In the weeks following being forced to choose between voicing support for my transgender child and leaving our church, I’ve been asked a few times why I’ve continued to attend non-affirming churches. I’ve supported the full inclusion and acceptance of LGBTQ people and relationships for some time now, but I have continually found myself in churches that are non-affirming. This seems strange to people – both those who are affirming and those who are not.
There are some simple reasons like knowing that some of the more progressive churches theologically tend to be places where an electric guitarist and synth player may have a tough time finding ways to use their musical gifts. There are family and friend ties to a number of churches that are not affirming that are difficult to sever. And there’s the simple fact that where I live, it’s not that easy to find affirming churches.
But beyond those more shallow reasons, I’d like to address some of the big reasons why I’ve stayed. Tomorrow I’ll share why I want my next church to be affirming.
I’ve stayed in non-affirming churches because:
- I want to be a visible source for those who are asking questions. There are a lot of people questioning what they have always been taught about the sinfulness of same-sex marriage. Simply by showing up week after week with the HRC sticker on our van lets people know that there is a different view out there and it’s okay to ask the questions. Even if it’s just to ask how I came to my view, I want to be available to those who are interested in exploring other views about this topic beyond what may be presented by the denomination or pastor of the church.
- I want to be a visible support for LGBTQ folks who are still in non-affirming churches. Almost every church has a gay kid or adult in attendance. Whether they are brought by parents, attending because of friends or family, because they like what the pastor has to say about other issues unrelated to the church’s view on LGBTQ people, or any number of other reasons, if you walk into a non-affirming church, there is probably someone who is a part of the LGBTQ community sitting nearby. I want people to know that they are accepted and loved just as they are by people in their congregation, no strings attached.

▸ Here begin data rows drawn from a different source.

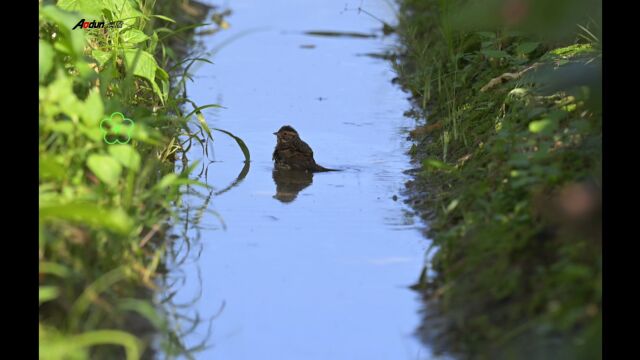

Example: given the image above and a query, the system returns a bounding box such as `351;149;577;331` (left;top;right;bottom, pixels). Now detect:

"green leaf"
154;173;178;190
38;40;55;82
480;50;509;58
196;111;213;139
87;154;122;186
516;42;540;54
38;286;60;304
91;49;113;66
40;202;133;235
81;88;104;128
118;298;163;329
213;129;251;161
56;0;102;16
41;5;85;58
151;15;176;24
422;159;453;170
124;49;158;82
39;154;66;180
40;330;142;360
109;145;141;171
529;119;556;134
120;28;149;45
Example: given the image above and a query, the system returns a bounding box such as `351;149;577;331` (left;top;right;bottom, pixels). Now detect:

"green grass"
39;0;242;359
394;0;602;359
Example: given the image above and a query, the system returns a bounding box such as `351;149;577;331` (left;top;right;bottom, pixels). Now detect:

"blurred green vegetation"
38;0;249;359
394;0;602;359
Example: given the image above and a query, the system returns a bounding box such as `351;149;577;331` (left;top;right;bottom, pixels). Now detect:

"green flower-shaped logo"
100;112;134;145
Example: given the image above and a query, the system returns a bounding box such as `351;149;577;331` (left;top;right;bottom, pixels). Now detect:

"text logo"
100;112;135;145
71;19;124;30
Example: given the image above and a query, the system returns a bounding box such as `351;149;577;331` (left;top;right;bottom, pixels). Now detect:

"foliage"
394;0;602;359
39;0;242;359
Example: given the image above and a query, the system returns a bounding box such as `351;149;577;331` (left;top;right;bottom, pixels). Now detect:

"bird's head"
273;125;298;143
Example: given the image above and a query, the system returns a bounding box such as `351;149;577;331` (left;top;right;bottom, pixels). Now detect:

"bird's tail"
313;165;342;172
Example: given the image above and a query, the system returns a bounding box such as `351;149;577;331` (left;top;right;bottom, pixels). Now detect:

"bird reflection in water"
272;169;313;203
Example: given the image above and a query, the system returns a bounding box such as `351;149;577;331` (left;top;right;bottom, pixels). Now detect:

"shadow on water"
156;157;255;359
305;31;378;39
272;169;313;203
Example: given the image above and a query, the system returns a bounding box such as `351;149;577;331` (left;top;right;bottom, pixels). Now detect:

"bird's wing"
295;139;313;157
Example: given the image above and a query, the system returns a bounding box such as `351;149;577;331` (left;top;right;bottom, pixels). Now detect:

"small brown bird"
273;125;339;172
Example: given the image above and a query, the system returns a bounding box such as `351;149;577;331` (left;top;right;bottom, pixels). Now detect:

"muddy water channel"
168;0;442;360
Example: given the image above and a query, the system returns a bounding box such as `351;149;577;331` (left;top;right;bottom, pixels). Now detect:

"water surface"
166;0;440;360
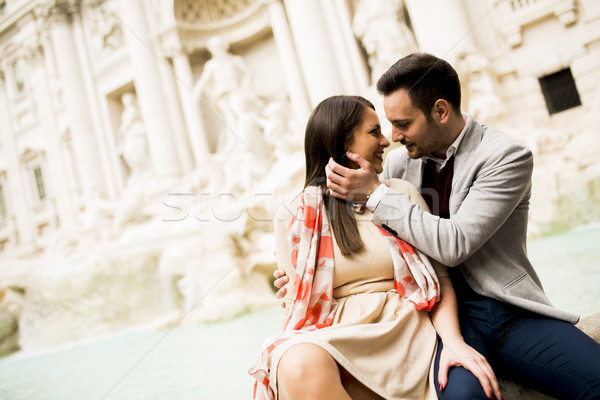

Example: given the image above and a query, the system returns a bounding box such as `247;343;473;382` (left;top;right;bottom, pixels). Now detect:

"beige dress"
268;179;447;399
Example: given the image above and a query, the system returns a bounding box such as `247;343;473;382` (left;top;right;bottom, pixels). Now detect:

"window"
33;167;46;201
12;60;25;93
539;68;581;115
0;184;6;219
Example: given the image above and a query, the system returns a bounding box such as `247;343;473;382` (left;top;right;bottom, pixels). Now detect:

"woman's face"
346;107;390;174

- I can draw comfort from the certainty of others. This one feels counterintuitive to me, but it’s still true. Certainty is not something that comes easy to me. I’m fine living in the tension of not-knowing most of the time. And while it is often infuriating to be around people who live with certainty, sometimes there is a comfort that can be taken from that. It reminds me that it’s okay to believe things passionately and to be vocal about them. As one who often struggles with sure footing, it can be good to be reminded that there are those who have found solid ground in the church.
- It’s easy to fall into a mind-set of “you’re with us or against us.” In this video by CGP Grey, he talks about how our emotions can be manipulated to believe things that are not true through anger, and that can be amplified when we associate primarily with people who are like us. I do believe there can be comfort found in finding like-minded people, it can easily become turn into a way to avoid recognizing the humanity of those who do not share our beliefs or world-view. In choosing to stay in non-affirming churches, I am reminded that we are all more than our views about whether or not gays should be allowed to marry.
Join me tomorrow when I explain why my next church will be an affirming one.
If you think people who are strongly attached to their beliefs will question you politely and with an open mind, you’re bound to be disappointed. Trust me, as one who left fundamentalism, my friends and family were not accepting or polite.
I can relate to this, albeit for different reasons. We attended a church for several months when we first moved because we knew the pastoring family via their extended family. We knew there were theological differences, but we craved a good community. We initially thought the church was still offering that to us, but as the months went by, it became clear that the pastor viewed our theological differences as something he needed to fix.
That said, we did make a good connection with some of the people there and were able to be a bit of a light for some who were finding that church to be a bit darker.
So, I recognize that hope that something good will come of staying in a church where there is disagreement on issues.
Where we are now, we know there are theological differences in some areas, but there is definitely affirmation in others. But the overall attitude of the church is about being authentic, being community (and not just within the membership of the church). Entirely different environment from the aforementioned one.